13 Oct 2006
Telephone Number Usability
+[country code] ([trunk prefix])[area code] [local number]
e.g. +44 (0)1234 567890
The trunk prefix is something you only have to dial within the UK (it’s considered part of the area code internally), hence the separation, but this approach is problematic. Do international callers know to omit the 0? It’s particularly confusing as parentheses are generally used around the area code elsewhere. And do UK callers know to either omit the +44 and include the 0, or include the +44 and omit the 0?
I’m not convinced it’s clear and helpful for anyone; something like (+44/0) 1234 567890 would at least try to convey the either/or nature of the information.
Anyway, I’m going to stop using it.
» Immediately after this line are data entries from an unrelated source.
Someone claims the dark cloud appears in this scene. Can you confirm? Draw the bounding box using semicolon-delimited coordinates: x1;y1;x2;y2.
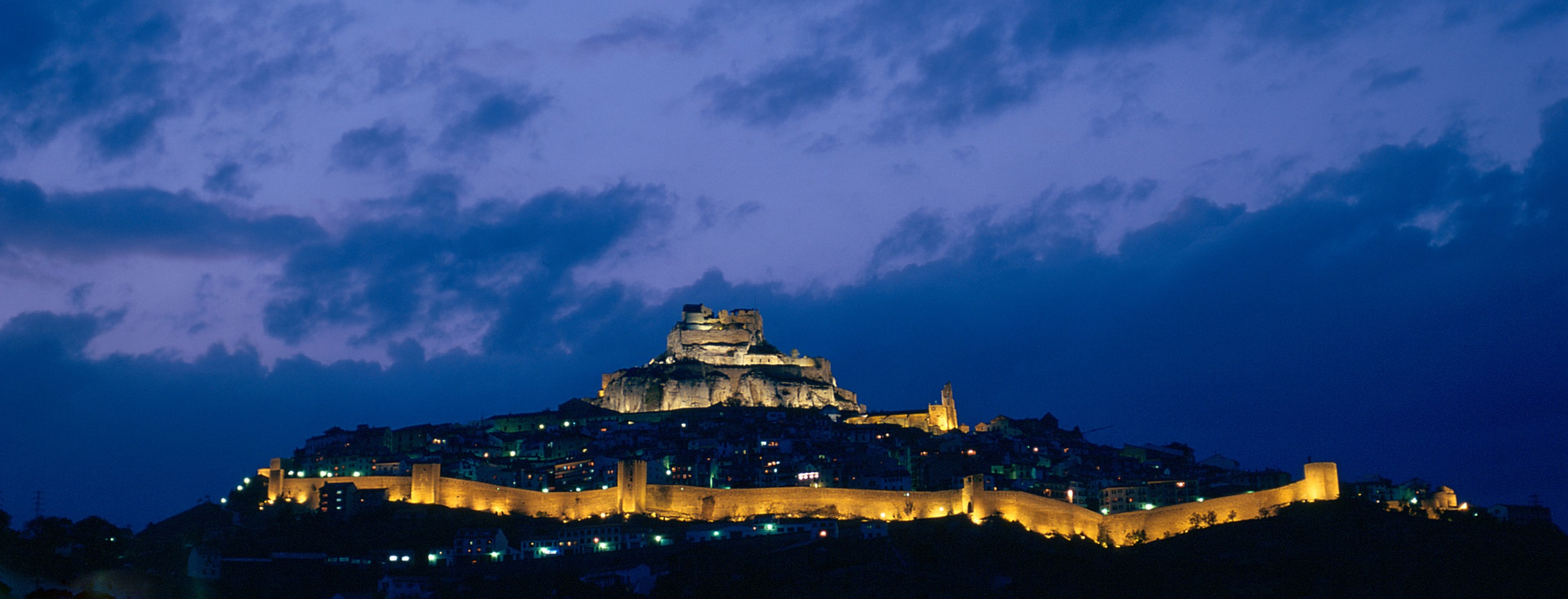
0;312;564;528
332;121;409;171
197;1;354;108
0;179;325;259
668;0;1402;133
698;57;861;125
201;160;255;197
0;0;181;158
439;86;551;150
265;176;668;346
1235;0;1404;45
1497;0;1568;34
1013;0;1191;57
577;14;715;52
1350;61;1422;94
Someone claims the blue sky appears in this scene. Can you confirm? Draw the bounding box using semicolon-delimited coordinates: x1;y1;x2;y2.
0;0;1568;527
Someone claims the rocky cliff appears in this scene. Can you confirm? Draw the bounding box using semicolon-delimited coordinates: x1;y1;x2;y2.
590;304;864;412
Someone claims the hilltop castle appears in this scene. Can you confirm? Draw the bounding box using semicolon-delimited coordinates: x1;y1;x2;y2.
588;304;866;414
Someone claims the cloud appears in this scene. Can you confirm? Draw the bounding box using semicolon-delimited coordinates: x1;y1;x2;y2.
1497;0;1568;34
332;121;409;171
577;14;715;52
1013;0;1191;57
0;0;181;158
0;102;1568;530
437;86;551;150
0;179;325;260
1350;61;1422;94
698;57;861;125
201;160;255;197
639;0;1402;133
265;176;668;345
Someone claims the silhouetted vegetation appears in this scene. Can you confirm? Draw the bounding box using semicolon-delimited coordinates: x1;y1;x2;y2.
0;500;1568;599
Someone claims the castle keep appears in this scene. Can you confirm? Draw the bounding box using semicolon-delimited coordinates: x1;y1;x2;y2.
590;304;866;414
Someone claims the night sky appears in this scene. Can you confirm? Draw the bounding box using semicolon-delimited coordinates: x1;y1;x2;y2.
0;0;1568;528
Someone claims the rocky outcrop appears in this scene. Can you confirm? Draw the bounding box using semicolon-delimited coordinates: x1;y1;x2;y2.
590;304;864;412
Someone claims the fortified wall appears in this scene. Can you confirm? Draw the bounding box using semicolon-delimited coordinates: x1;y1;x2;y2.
257;460;1339;546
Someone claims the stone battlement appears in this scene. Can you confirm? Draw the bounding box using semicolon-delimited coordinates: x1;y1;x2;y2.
257;460;1339;546
590;304;864;414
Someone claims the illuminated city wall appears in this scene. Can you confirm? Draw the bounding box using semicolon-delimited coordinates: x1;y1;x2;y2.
259;460;1339;544
644;484;961;521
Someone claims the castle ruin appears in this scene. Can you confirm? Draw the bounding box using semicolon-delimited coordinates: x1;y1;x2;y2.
588;304;866;414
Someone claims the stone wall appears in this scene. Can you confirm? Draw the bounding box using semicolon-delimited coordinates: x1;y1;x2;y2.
259;460;1339;546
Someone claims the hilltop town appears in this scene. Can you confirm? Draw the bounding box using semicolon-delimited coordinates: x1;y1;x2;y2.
0;304;1565;598
276;304;1317;514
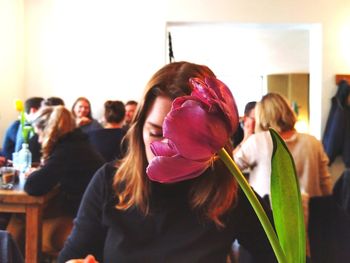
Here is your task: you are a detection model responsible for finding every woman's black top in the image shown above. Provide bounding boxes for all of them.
[58,164,276,262]
[24,129,105,216]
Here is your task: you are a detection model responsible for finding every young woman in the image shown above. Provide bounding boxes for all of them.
[234,93,332,200]
[72,97,102,132]
[58,62,275,262]
[8,106,105,255]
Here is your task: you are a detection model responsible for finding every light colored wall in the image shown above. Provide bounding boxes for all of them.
[0,0,350,146]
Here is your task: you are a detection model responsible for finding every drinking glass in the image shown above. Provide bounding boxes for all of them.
[0,166,16,189]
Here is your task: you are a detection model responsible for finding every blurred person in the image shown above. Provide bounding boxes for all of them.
[234,93,331,197]
[234,93,332,259]
[58,62,275,263]
[72,97,103,132]
[41,97,64,106]
[232,101,256,151]
[87,100,125,162]
[2,97,44,162]
[123,100,137,131]
[7,106,105,255]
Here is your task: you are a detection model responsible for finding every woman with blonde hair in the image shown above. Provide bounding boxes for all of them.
[8,106,104,255]
[234,93,331,197]
[234,93,332,256]
[71,97,102,132]
[58,62,275,262]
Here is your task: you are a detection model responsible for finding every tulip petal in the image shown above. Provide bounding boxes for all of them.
[163,101,229,161]
[151,139,178,157]
[147,75,238,183]
[146,155,210,183]
[190,78,239,134]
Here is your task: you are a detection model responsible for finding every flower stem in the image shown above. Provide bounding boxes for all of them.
[218,148,287,263]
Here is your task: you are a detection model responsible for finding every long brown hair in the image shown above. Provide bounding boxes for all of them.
[113,62,237,226]
[32,106,76,160]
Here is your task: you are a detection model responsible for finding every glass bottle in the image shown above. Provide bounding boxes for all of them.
[18,143,32,173]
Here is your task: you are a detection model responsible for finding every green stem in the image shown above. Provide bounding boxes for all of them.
[218,148,287,263]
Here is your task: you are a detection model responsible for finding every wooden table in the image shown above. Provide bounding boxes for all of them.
[0,176,58,263]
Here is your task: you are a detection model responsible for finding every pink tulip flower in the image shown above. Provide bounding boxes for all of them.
[147,78,238,183]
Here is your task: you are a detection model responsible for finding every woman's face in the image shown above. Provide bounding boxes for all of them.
[34,126,44,144]
[142,96,172,162]
[74,100,90,118]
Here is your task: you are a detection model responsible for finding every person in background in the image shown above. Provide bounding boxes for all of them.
[2,97,44,162]
[58,62,275,263]
[123,100,137,131]
[72,97,103,132]
[41,97,64,106]
[232,101,256,151]
[7,106,105,256]
[234,93,331,200]
[234,93,332,256]
[87,100,125,162]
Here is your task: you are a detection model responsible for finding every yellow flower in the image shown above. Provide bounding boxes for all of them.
[15,99,24,112]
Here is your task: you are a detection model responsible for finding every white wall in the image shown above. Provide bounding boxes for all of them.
[0,0,350,145]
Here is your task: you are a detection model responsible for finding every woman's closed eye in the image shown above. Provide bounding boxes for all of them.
[149,131,163,139]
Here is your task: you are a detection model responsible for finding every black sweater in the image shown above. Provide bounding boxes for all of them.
[58,164,275,263]
[24,129,104,216]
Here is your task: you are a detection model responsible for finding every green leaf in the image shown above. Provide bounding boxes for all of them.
[270,129,306,263]
[218,148,288,263]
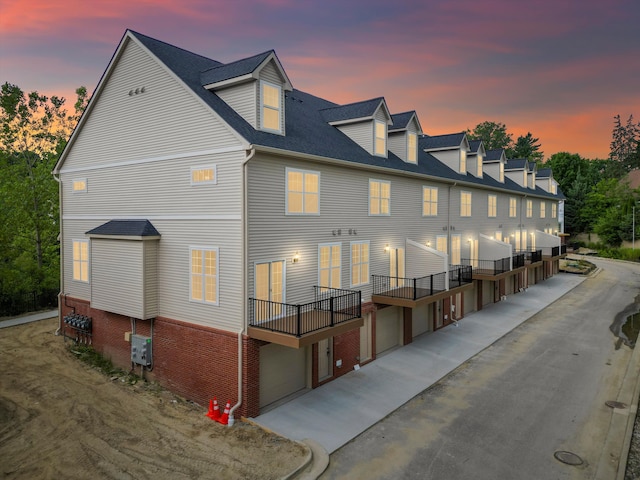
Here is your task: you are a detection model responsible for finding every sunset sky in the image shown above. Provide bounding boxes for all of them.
[0,0,640,158]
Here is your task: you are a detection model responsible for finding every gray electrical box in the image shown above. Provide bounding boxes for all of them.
[131,335,153,367]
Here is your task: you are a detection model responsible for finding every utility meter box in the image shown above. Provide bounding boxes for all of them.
[131,335,153,367]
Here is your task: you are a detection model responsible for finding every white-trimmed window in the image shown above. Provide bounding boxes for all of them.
[286,168,320,215]
[190,247,219,305]
[260,81,282,133]
[369,180,391,215]
[351,240,369,287]
[71,178,89,193]
[422,187,438,217]
[487,195,498,217]
[509,197,518,218]
[373,120,387,157]
[191,165,218,185]
[407,132,418,163]
[460,192,471,217]
[73,240,89,283]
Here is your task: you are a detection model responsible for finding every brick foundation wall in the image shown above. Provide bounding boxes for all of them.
[60,297,264,418]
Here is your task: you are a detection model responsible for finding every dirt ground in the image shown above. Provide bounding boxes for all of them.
[0,319,306,480]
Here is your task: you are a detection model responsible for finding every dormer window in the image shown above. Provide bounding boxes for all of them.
[374,120,387,157]
[260,82,282,133]
[407,132,418,163]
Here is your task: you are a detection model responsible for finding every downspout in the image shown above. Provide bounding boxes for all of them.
[52,172,66,335]
[228,147,256,427]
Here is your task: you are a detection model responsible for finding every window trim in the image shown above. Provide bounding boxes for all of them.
[422,185,439,217]
[369,178,391,217]
[189,164,218,187]
[284,167,320,216]
[71,177,89,194]
[487,193,498,218]
[189,245,220,306]
[407,132,418,163]
[460,190,473,218]
[260,80,284,135]
[373,120,388,158]
[71,238,91,284]
[349,240,371,287]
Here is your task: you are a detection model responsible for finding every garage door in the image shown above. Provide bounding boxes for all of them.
[260,343,307,408]
[376,307,401,355]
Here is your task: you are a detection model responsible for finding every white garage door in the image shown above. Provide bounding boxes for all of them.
[376,307,401,355]
[260,343,307,408]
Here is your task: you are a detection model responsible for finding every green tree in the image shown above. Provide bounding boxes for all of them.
[507,132,544,166]
[467,122,513,150]
[0,82,87,293]
[609,115,640,177]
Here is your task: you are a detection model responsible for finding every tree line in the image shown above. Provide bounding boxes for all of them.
[467,115,640,247]
[0,82,640,317]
I propose the following alternative approaches:
- Overwhelmingly UK-based audience
([trunk prefix][area code]) [local number]
e.g. (01234) 567890
Omit parentheses for national/mobile numbers
- Truly international (no strong UK bias)
+[country code] [area code] [local number]
e.g. +44 1234 567890
- Mixed (perhaps mainly UK but significant international element)
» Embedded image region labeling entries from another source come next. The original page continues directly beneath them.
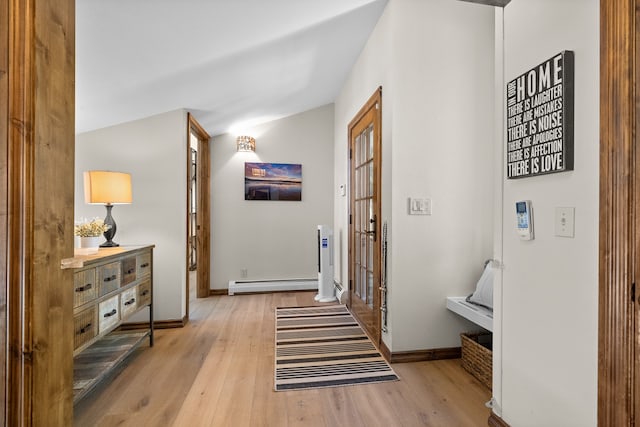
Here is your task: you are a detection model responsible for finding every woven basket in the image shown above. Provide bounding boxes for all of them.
[460,332,493,390]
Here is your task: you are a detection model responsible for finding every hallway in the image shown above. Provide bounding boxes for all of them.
[74,292,491,427]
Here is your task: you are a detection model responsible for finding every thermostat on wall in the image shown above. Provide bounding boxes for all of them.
[516,200,533,240]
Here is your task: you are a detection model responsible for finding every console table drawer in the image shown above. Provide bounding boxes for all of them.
[98,295,120,334]
[136,280,151,307]
[120,287,138,319]
[136,252,151,279]
[122,257,136,286]
[73,268,98,314]
[98,262,120,296]
[73,306,97,350]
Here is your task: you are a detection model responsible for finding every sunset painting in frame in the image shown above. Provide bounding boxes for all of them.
[244,162,302,202]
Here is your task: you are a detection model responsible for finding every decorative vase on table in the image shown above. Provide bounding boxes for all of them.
[80,236,102,253]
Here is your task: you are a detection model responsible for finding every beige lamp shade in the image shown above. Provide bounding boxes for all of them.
[84,171,131,205]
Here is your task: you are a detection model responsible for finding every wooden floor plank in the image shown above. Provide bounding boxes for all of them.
[74,292,491,427]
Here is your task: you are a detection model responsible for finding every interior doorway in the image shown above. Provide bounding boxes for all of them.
[348,88,382,345]
[185,114,211,317]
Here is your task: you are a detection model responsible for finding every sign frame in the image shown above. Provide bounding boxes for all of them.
[505,50,574,179]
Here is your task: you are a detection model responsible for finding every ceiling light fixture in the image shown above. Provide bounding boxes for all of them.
[236,135,256,151]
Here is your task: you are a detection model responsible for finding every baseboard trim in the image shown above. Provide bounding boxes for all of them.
[487,411,510,427]
[379,340,391,363]
[381,343,462,363]
[118,316,188,331]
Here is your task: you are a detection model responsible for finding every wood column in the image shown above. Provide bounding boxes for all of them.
[0,0,75,426]
[598,0,637,426]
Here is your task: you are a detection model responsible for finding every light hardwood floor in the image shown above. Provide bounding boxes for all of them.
[74,292,491,427]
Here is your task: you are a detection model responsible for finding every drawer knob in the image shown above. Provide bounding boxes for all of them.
[104,308,118,318]
[76,283,93,292]
[80,322,91,334]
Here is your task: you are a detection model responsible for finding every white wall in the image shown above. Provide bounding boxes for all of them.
[211,105,334,289]
[75,110,187,320]
[498,0,599,427]
[335,0,494,352]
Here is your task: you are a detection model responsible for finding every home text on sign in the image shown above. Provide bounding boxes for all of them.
[507,51,573,178]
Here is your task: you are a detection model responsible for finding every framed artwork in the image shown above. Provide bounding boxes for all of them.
[244,162,302,202]
[506,50,574,179]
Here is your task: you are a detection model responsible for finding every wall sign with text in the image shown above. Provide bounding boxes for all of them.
[507,50,574,178]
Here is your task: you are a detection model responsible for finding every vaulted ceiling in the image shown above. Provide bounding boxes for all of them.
[76,0,387,135]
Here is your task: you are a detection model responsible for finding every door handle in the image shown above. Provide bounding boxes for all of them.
[365,215,378,242]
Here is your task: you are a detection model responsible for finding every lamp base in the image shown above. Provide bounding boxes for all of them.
[100,203,120,248]
[100,241,120,248]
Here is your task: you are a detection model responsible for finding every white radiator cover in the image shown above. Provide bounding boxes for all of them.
[229,279,318,295]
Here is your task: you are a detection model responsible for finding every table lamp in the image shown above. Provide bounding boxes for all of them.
[84,171,131,248]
- Both of the above, clearly labelled
e.g. UK Tel.: (01234) 567890, International: +44 1234 567890
For business-to-business or a tech-savvy audience you can get away with using just the international format slightly more often (people are increasingly putting all numbers into their mobiles and computers in international format so they’ll work when travelling or using VoIP).
Does anyone know where the (0) approach comes from? Like so many things, it’s firmly established but doesn’t make sense once you stop and think.